LLM ReferenceLLM Reference

Qwen2.5-VL-72B vs Together AI Mixtral-8x7B-Instruct-v0.1

Qwen2.5-VL-72B (2025) and Together AI Mixtral-8x7B-Instruct-v0.1 (2023) are compact production models from Alibaba and MistralAI. Qwen2.5-VL-72B ships a 33K-token context window, while Together AI Mixtral-8x7B-Instruct-v0.1 ships a 33K-token context window. This comparison covers specs, pricing, capabilities, benchmarks, provider availability, and production fit. It focuses on practical selection signals rather than broad model-family marketing. The goal is to make the tradeoff clear before deeper testing.

Qwen2.5-VL-72B is safer overall; choose Together AI Mixtral-8x7B-Instruct-v0.1 when provider fit matters.

Specs

Released2025-01-262023-12-10
Context window33K33K
Parameters72B56B
Architecturedecoder onlydecoder only
LicenseApache 2.0Open Source
Knowledge cutoff-2023-12

Pricing and availability

Qwen2.5-VL-72BTogether AI Mixtral-8x7B-Instruct-v0.1
Input price-$0.4/1M tokens
Output price-$0.4/1M tokens
Providers-

Capabilities

Qwen2.5-VL-72BTogether AI Mixtral-8x7B-Instruct-v0.1
Vision
Multimodal
Reasoning
Function calling
Tool use
Structured outputs
Code execution

Benchmarks

No shared benchmark rows are currently sourced for this pair.

Deep dive

The capability footprint is close: both models cover the core production surface. That makes context budget, benchmark fit, and provider maturity more important than a simple checklist.
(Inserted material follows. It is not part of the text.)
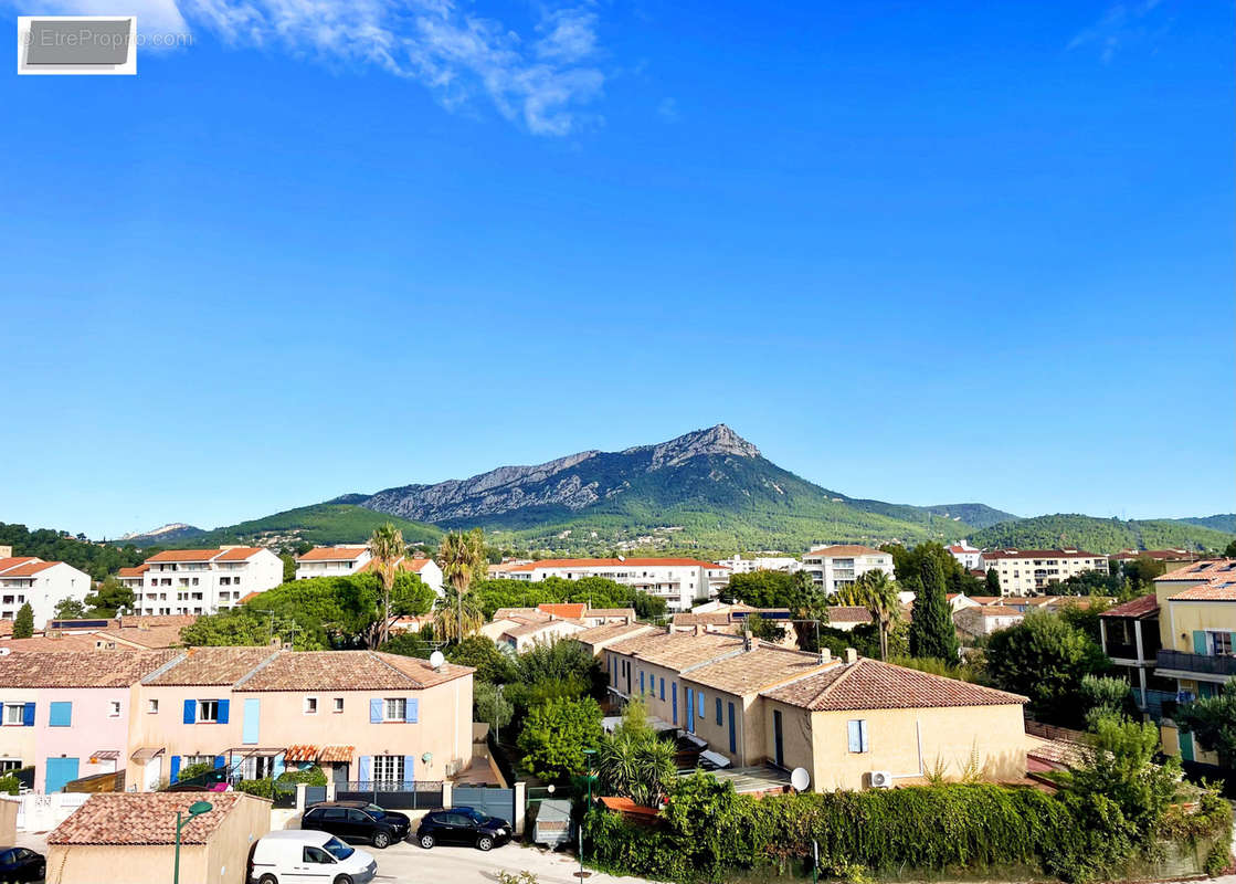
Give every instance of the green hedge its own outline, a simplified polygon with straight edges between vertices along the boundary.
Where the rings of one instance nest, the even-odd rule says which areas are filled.
[[[1192,835],[1224,835],[1231,810],[1204,799]],[[1117,872],[1138,854],[1138,833],[1101,795],[1030,788],[943,785],[756,800],[696,774],[684,780],[655,827],[592,811],[588,856],[623,874],[721,880],[734,870],[803,861],[819,844],[821,868],[844,875],[1023,867],[1065,880]],[[1225,841],[1226,843],[1226,841]]]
If your application depends on one integration detail, verify it against the provider route you plan to use, not just the base model listing.
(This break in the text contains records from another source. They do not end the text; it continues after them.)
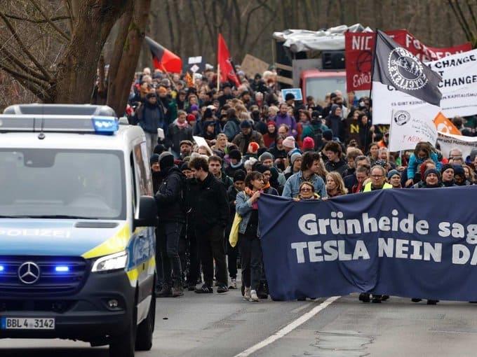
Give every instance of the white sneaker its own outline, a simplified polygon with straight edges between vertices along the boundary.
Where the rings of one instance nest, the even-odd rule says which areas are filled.
[[[235,279],[230,279],[230,286],[229,289],[236,289],[237,288],[237,280]]]
[[[250,300],[250,288],[246,287],[245,288],[245,293],[243,294],[243,300]]]
[[[257,295],[257,291],[255,290],[250,290],[250,301],[255,301],[255,302],[258,302],[260,301],[258,299],[258,296]]]

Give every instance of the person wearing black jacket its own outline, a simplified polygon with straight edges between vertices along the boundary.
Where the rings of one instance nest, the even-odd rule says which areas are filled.
[[[238,169],[234,174],[234,184],[227,190],[227,198],[229,200],[229,208],[230,209],[230,223],[227,227],[228,237],[230,234],[230,230],[231,228],[231,223],[234,221],[235,217],[235,200],[237,197],[237,193],[243,191],[245,189],[245,176],[246,174],[243,170]],[[238,244],[235,246],[230,245],[227,239],[227,267],[229,268],[229,276],[230,276],[229,289],[237,288],[237,255],[238,255]]]
[[[181,206],[184,174],[174,165],[174,156],[168,151],[159,155],[163,180],[155,195],[159,224],[156,246],[161,254],[164,283],[158,298],[184,295],[179,258],[179,237],[185,222]]]
[[[212,293],[215,260],[218,288],[228,291],[225,261],[224,230],[229,223],[229,202],[224,185],[208,172],[207,159],[194,158],[189,166],[197,179],[199,188],[194,200],[194,223],[199,241],[204,284],[197,293]]]

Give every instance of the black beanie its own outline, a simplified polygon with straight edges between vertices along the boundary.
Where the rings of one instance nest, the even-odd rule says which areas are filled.
[[[174,155],[168,151],[164,151],[159,155],[159,167],[165,170],[174,166]]]
[[[149,164],[152,165],[152,164],[155,162],[159,162],[159,155],[158,154],[152,154],[151,155],[151,158],[149,158]]]
[[[234,174],[234,182],[245,181],[245,172],[243,170],[237,170]]]

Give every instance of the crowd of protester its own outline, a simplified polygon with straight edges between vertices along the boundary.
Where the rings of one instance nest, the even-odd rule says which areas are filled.
[[[158,297],[180,296],[184,287],[212,293],[214,281],[219,293],[237,288],[241,267],[244,298],[267,298],[257,211],[263,193],[332,200],[477,183],[477,150],[443,155],[422,142],[413,151],[389,152],[388,128],[372,125],[368,97],[330,88],[325,98],[282,98],[274,72],[248,78],[238,70],[238,87],[217,87],[212,70],[192,77],[147,68],[132,86],[127,113],[146,133],[159,208]],[[463,120],[453,119],[464,134],[473,132]]]

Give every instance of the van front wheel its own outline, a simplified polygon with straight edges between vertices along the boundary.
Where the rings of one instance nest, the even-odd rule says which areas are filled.
[[[109,357],[134,357],[137,332],[136,316],[137,308],[135,302],[134,314],[125,332],[112,337],[109,344]]]

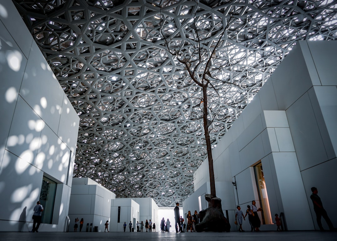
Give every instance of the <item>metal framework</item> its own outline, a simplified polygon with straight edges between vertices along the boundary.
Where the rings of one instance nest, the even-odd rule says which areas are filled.
[[[207,54],[225,31],[214,147],[296,41],[337,40],[332,0],[13,1],[80,117],[74,176],[160,206],[193,192],[207,153],[201,90],[168,45]]]

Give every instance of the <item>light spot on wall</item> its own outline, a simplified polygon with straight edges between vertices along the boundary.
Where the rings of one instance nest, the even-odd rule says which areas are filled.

Pricing coverage is uneven: Qwen2.5-VL-72B has no token price sourced yet and Together AI Mixtral-8x7B-Instruct-v0.1 has $0.4/1M input tokens. Provider availability is 0 tracked routes versus 1. Treat unknown pricing as an integration gap, then verify the route you will actually call before estimating production spend.
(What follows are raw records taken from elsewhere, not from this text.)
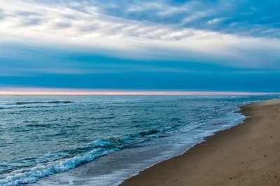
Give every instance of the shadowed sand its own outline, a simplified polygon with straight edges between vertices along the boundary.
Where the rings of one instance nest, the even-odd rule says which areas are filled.
[[[251,116],[245,123],[120,185],[280,185],[280,100],[251,103],[242,113]]]

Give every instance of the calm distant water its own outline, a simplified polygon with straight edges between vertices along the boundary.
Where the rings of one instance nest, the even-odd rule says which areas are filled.
[[[274,97],[1,96],[0,185],[115,185]]]

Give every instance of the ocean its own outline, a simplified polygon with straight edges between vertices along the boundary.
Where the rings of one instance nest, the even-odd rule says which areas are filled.
[[[0,185],[118,185],[267,96],[0,96]]]

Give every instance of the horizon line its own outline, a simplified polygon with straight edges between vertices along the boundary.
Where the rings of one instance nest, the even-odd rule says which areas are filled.
[[[152,95],[266,95],[279,92],[250,92],[197,90],[124,90],[94,89],[10,88],[0,87],[0,95],[72,95],[72,96],[152,96]]]

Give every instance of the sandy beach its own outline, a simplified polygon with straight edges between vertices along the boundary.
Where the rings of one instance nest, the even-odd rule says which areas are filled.
[[[280,100],[242,108],[245,122],[125,181],[137,185],[280,185]]]

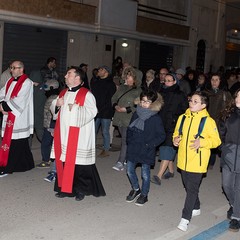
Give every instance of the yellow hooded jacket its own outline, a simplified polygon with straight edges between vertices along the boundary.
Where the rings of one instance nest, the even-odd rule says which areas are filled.
[[[179,136],[179,127],[182,121],[183,115],[186,116],[183,129],[181,141],[178,147],[178,162],[177,167],[194,173],[205,173],[207,172],[210,149],[216,148],[221,144],[221,140],[218,134],[217,126],[215,121],[209,116],[206,109],[199,112],[191,112],[189,109],[182,114],[177,121],[173,133],[173,139]],[[190,149],[195,138],[194,136],[198,133],[198,127],[202,117],[205,117],[205,125],[200,136],[200,148],[196,150]]]

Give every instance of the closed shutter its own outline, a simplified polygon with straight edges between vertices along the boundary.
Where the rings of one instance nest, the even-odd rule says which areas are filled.
[[[67,31],[5,23],[3,66],[10,60],[21,60],[25,71],[40,69],[48,57],[57,59],[57,72],[66,71]],[[4,68],[3,68],[4,69]]]

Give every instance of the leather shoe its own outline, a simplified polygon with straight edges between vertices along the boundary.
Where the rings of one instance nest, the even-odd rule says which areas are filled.
[[[62,193],[62,192],[56,193],[55,196],[58,197],[58,198],[64,198],[64,197],[66,197],[66,195],[65,195],[64,193]]]
[[[76,194],[76,197],[75,197],[75,200],[76,201],[82,201],[84,199],[85,195],[82,194],[82,193],[77,193]]]

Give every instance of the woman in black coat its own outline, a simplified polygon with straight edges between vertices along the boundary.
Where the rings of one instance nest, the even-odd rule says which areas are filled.
[[[176,156],[176,149],[172,144],[172,135],[179,115],[188,108],[187,98],[180,90],[174,74],[166,75],[164,86],[160,93],[164,101],[160,116],[163,120],[166,139],[159,148],[160,169],[158,174],[151,179],[153,183],[158,185],[161,185],[161,179],[167,168],[169,168],[169,171],[164,175],[164,178],[168,179],[174,176],[173,161]]]
[[[233,98],[222,112],[219,134],[222,140],[222,185],[230,204],[227,212],[231,220],[229,230],[237,232],[240,228],[240,89]]]

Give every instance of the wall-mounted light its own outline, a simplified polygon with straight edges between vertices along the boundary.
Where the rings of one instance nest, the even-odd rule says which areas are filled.
[[[127,43],[126,41],[124,41],[124,42],[122,43],[122,47],[128,47],[128,43]]]

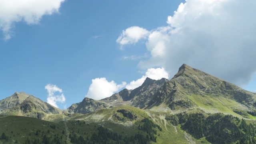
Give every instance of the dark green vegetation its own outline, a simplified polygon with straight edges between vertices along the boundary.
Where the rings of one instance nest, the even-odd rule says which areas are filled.
[[[166,119],[174,125],[180,125],[196,138],[205,137],[213,144],[256,143],[256,124],[231,115],[180,113]]]
[[[13,144],[148,144],[157,141],[160,129],[148,118],[136,122],[134,133],[121,128],[118,133],[96,123],[84,121],[57,123],[18,116],[0,118],[0,143]],[[142,126],[140,126],[140,125]]]
[[[0,101],[0,144],[255,144],[255,119],[256,94],[183,64],[65,110],[16,92]]]

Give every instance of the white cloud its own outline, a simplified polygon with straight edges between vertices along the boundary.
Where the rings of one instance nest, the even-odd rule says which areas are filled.
[[[8,40],[14,24],[24,21],[28,24],[38,24],[44,15],[58,12],[65,0],[0,0],[0,29]]]
[[[146,35],[151,56],[139,67],[162,67],[174,75],[185,63],[246,84],[256,72],[255,7],[254,0],[186,0],[168,17],[168,25]]]
[[[48,84],[45,86],[44,89],[47,90],[48,92],[47,102],[52,106],[58,108],[57,105],[57,102],[64,103],[66,101],[65,96],[62,92],[62,90],[59,88],[56,85]],[[56,92],[58,92],[60,94],[54,94]]]
[[[168,79],[169,75],[164,68],[149,68],[148,69],[144,76],[143,76],[141,78],[136,81],[132,81],[126,86],[125,88],[128,90],[133,90],[138,88],[141,86],[147,77],[153,80],[158,80],[163,78]]]
[[[97,100],[111,96],[126,84],[125,82],[117,84],[113,80],[108,82],[105,78],[96,78],[92,82],[86,97]]]
[[[123,30],[122,33],[116,40],[116,42],[123,45],[135,44],[139,40],[146,38],[149,32],[147,30],[137,26],[127,28]]]

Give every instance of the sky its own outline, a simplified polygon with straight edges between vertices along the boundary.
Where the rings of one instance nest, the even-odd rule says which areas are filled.
[[[183,64],[256,92],[256,1],[0,0],[0,99],[60,109]]]

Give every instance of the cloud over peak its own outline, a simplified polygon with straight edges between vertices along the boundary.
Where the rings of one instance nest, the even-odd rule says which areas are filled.
[[[150,31],[143,38],[151,56],[139,67],[162,67],[174,75],[186,63],[246,84],[256,72],[255,6],[253,0],[186,0],[167,18],[166,26],[145,30]]]
[[[96,78],[92,82],[86,97],[96,100],[111,96],[126,84],[125,82],[117,84],[113,80],[108,81],[105,78]]]
[[[131,81],[129,84],[125,87],[128,90],[133,90],[141,86],[144,82],[147,77],[148,77],[152,79],[159,80],[164,78],[167,79],[169,78],[169,75],[164,68],[151,68],[148,69],[144,75],[143,75],[141,78],[136,80]]]
[[[64,103],[66,101],[66,98],[62,92],[62,90],[59,88],[56,85],[48,84],[45,86],[44,89],[47,90],[47,102],[53,106],[58,108],[57,102]],[[58,94],[55,94],[56,92],[58,92]]]

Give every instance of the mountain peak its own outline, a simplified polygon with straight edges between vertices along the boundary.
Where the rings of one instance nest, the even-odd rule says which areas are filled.
[[[179,71],[178,72],[178,73],[174,75],[172,79],[177,78],[182,75],[186,71],[191,71],[193,70],[194,70],[194,68],[186,64],[184,64],[179,68]]]

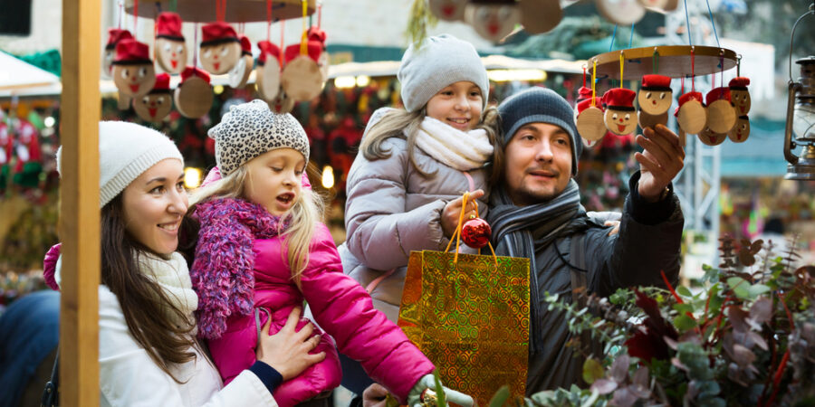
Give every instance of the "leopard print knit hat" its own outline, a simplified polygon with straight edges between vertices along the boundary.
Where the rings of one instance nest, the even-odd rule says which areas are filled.
[[[289,113],[278,114],[261,99],[232,106],[207,132],[216,140],[216,163],[223,176],[277,148],[293,148],[309,161],[309,138]]]

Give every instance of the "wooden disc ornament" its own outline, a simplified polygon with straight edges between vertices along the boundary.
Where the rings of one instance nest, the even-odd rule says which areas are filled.
[[[163,12],[156,17],[156,62],[169,73],[181,73],[187,66],[187,43],[181,33],[181,17]]]
[[[252,58],[252,42],[249,37],[239,34],[241,40],[241,59],[229,71],[227,83],[230,87],[238,89],[246,86],[252,68],[254,66],[254,59]]]
[[[606,135],[606,124],[603,118],[603,110],[599,108],[602,104],[600,98],[594,98],[595,103],[591,105],[591,99],[578,103],[577,106],[577,129],[583,139],[597,141]]]
[[[201,65],[216,75],[229,72],[241,59],[241,40],[232,25],[215,22],[201,27]]]
[[[467,0],[430,0],[427,5],[439,20],[462,21]]]
[[[280,48],[268,41],[258,42],[257,47],[261,50],[254,72],[257,93],[266,102],[272,102],[280,91]]]
[[[743,143],[750,136],[750,118],[739,116],[735,126],[727,133],[727,137],[734,143]]]
[[[465,22],[483,38],[497,43],[521,23],[515,0],[471,0],[465,9]]]
[[[625,88],[614,88],[603,94],[606,112],[603,119],[606,128],[618,136],[627,136],[637,130],[637,111],[634,98],[637,93]]]
[[[714,133],[728,133],[736,122],[736,113],[730,104],[730,90],[715,88],[705,95],[707,127]]]
[[[707,146],[718,146],[724,143],[724,139],[727,138],[726,134],[714,133],[710,128],[705,128],[696,137],[699,137],[699,141],[701,141],[702,144]]]
[[[637,94],[639,110],[651,117],[663,114],[667,118],[667,111],[674,101],[674,91],[671,90],[671,79],[664,75],[643,75],[642,87]]]
[[[119,28],[108,29],[108,43],[105,45],[105,51],[102,52],[102,70],[101,76],[103,78],[111,78],[113,72],[113,60],[116,59],[116,44],[121,40],[132,40],[133,34],[128,30]]]
[[[299,43],[286,47],[286,66],[281,73],[281,85],[295,101],[311,100],[322,91],[322,72],[317,65],[321,48],[315,41],[307,43],[307,53],[302,52]]]
[[[639,0],[597,0],[597,10],[607,20],[620,25],[631,25],[645,15]]]
[[[209,74],[192,66],[181,72],[181,84],[176,88],[173,100],[182,116],[198,118],[206,115],[212,108],[213,98]]]
[[[690,91],[679,97],[675,113],[676,123],[687,134],[699,134],[707,123],[707,109],[702,106],[702,93]]]
[[[120,94],[138,98],[153,89],[156,70],[150,61],[149,50],[146,43],[136,40],[121,40],[116,44],[112,75]]]
[[[750,113],[750,92],[747,91],[747,85],[750,84],[750,78],[737,76],[730,80],[728,84],[730,87],[730,101],[733,102],[738,116],[745,116]]]
[[[160,123],[173,109],[173,95],[169,89],[169,75],[156,75],[156,86],[139,98],[133,99],[133,109],[142,120]]]

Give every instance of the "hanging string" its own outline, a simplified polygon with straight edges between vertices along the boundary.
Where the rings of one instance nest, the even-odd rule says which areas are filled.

Choose Qwen2.5-VL-72B when long-context analysis and larger context windows are central to the workload. Choose Together AI Mixtral-8x7B-Instruct-v0.1 when provider fit and broader provider choice are more important. For production, rerun your own prompts through the exact provider, region, and tool stack you plan to ship. This keeps the decision grounded in measurable tradeoffs instead of brand-level assumptions. It also helps separate model capability from provider packaging, which can change cost and latency. For teams standardizing a stack, that distinction is often the difference between a benchmark win and a reliable deployment.

FAQ

Which has a larger context window, Qwen2.5-VL-72B or Together AI Mixtral-8x7B-Instruct-v0.1?

Qwen2.5-VL-72B supports 33K tokens, while Together AI Mixtral-8x7B-Instruct-v0.1 supports 33K tokens. That gap matters most for long documents, large codebases, retrieval-heavy agents, and conversations where earlier context must remain visible.

Is Qwen2.5-VL-72B or Together AI Mixtral-8x7B-Instruct-v0.1 open source?

Qwen2.5-VL-72B is listed under Apache 2.0. Together AI Mixtral-8x7B-Instruct-v0.1 is listed under Open Source. License labels affect whether you can self-host, redistribute weights, or rely only on hosted APIs, so confirm the upstream license before deployment.

Where can I run Qwen2.5-VL-72B and Together AI Mixtral-8x7B-Instruct-v0.1?

Qwen2.5-VL-72B is available on the tracked providers still being sourced. Together AI Mixtral-8x7B-Instruct-v0.1 is available on Together AI. Provider coverage can affect latency, region availability, compliance posture, and fallback options.

When should I pick Qwen2.5-VL-72B over Together AI Mixtral-8x7B-Instruct-v0.1?

Qwen2.5-VL-72B is safer overall; choose Together AI Mixtral-8x7B-Instruct-v0.1 when provider fit matters. If your workload also depends on long-context analysis, start with Qwen2.5-VL-72B; if it depends on provider fit, run the same evaluation with Together AI Mixtral-8x7B-Instruct-v0.1.

Continue comparing

Last reviewed: 2026-04-24. Data sourced from public model cards and provider documentation.